Despite a haphazard film career, Mickey Rourke has always risen to the challenge of good material, and he certainly makes every second count in this movie as the rather gentle giant Randy Robinson. His face and body etched with a lifetime of professional mayhem, Rourke exudes both tenderness and toughness as he attempts to cope with the rotten eggs life seems to toss his way. As the aging stripper tentatively reaching out for her own cure for loneliness, Marisa Tomei gives a fearless performance of skill and daring. Evan Rachel Wood gets fewer chances to strut her stuff as the bitter abandoned daughter, but she manages to find truth in her few scenes that’s worthy of the pathos of her situation.


Video Quality

4/5

The film is presented in its theatrical 2.35:1 aspect ratio in 1080p using the AVC codec. The moderately grainy image recreates the rawness and grit of the world it’s portraying beautifully with natural color and accurate flesh tones. Blacks are incredibly inky, the letterbox bars easily blending into the darkness. However, details are sometimes lost in the shadows despite the image’s overall sharpness. The film has been divided into 24 chapters.

Audio Quality

4/5

The DTS-HD Master Audio 5.1 audio mix certainly uses the surrounds to optimum advantage during the wrestling matches as the yowling crowd seems ever-present, but it misses other opportunities for surround ambiance at other times during the film, particularly in the strip club scenes and the grocery store.


Special Features

2.5/5

“Within the Ring” is a comprehensive look at the making of the movie with interviews featuring the director, several producers, the production designer, the stunt coordinator, the film editor, the cinematographer, co-star Even Rachel Wood, the screenwriter, Rourke’s stunt double, other wrestlers featured as Randy’s adversaries, and the film’s composer. It lasts 42 ¾ minutes and is in 480p.

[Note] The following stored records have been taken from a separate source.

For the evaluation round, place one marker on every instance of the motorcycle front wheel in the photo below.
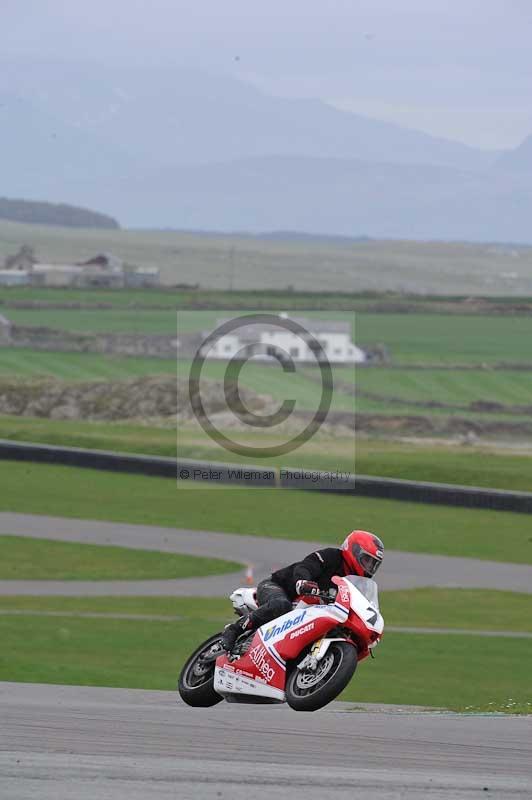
(196, 681)
(308, 690)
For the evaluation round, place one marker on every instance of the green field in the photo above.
(90, 494)
(409, 338)
(79, 366)
(474, 466)
(398, 390)
(451, 671)
(23, 558)
(245, 262)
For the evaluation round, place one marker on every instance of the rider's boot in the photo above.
(234, 630)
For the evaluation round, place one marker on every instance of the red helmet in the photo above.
(362, 553)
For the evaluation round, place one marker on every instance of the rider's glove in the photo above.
(307, 587)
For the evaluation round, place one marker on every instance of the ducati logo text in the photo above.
(275, 630)
(258, 656)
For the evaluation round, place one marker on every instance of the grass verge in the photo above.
(292, 514)
(478, 466)
(459, 672)
(24, 558)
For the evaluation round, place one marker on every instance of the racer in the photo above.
(361, 553)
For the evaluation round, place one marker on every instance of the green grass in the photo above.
(23, 558)
(454, 387)
(476, 466)
(468, 609)
(28, 363)
(91, 494)
(409, 338)
(463, 609)
(218, 261)
(451, 671)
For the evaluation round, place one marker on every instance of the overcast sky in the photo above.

“Wrestler Round Table” gathers professional wrestlers Roddy Piper, Dallas Page, Brutus Beefcake, Greg Valentine, and Lex Lugar at a table to be interviewed by moderator Damon Andrews who asks the men intelligent questions not only about their reactions to the movie but also about the highs and lows of their own careers. This lasts 25 minutes in 480p.

“The Wrestler” Music Video features this year’s Golden Globe-winner for Best Song sung by its composer Bruce Springsteen in a 4-minute music video presented in 480i.

The disc offers trailers for X-Men Origins: Wolverine, Slumdog Millionaire, Notorious, and the CD of Working on a Dream. The trailer for The Wrestler is not present.

Disc two in the set offers a digital copy of the film and instructions inside the case for installation on PC and Mac devices.


In Conclusion

4/5 (not an average)

An outstanding character study blessed by fantastic performances and directed with a flair that captures the power and pain of professional wrestling both inside and outside the ring, The Wrestler is unquestionably a film worth seeing.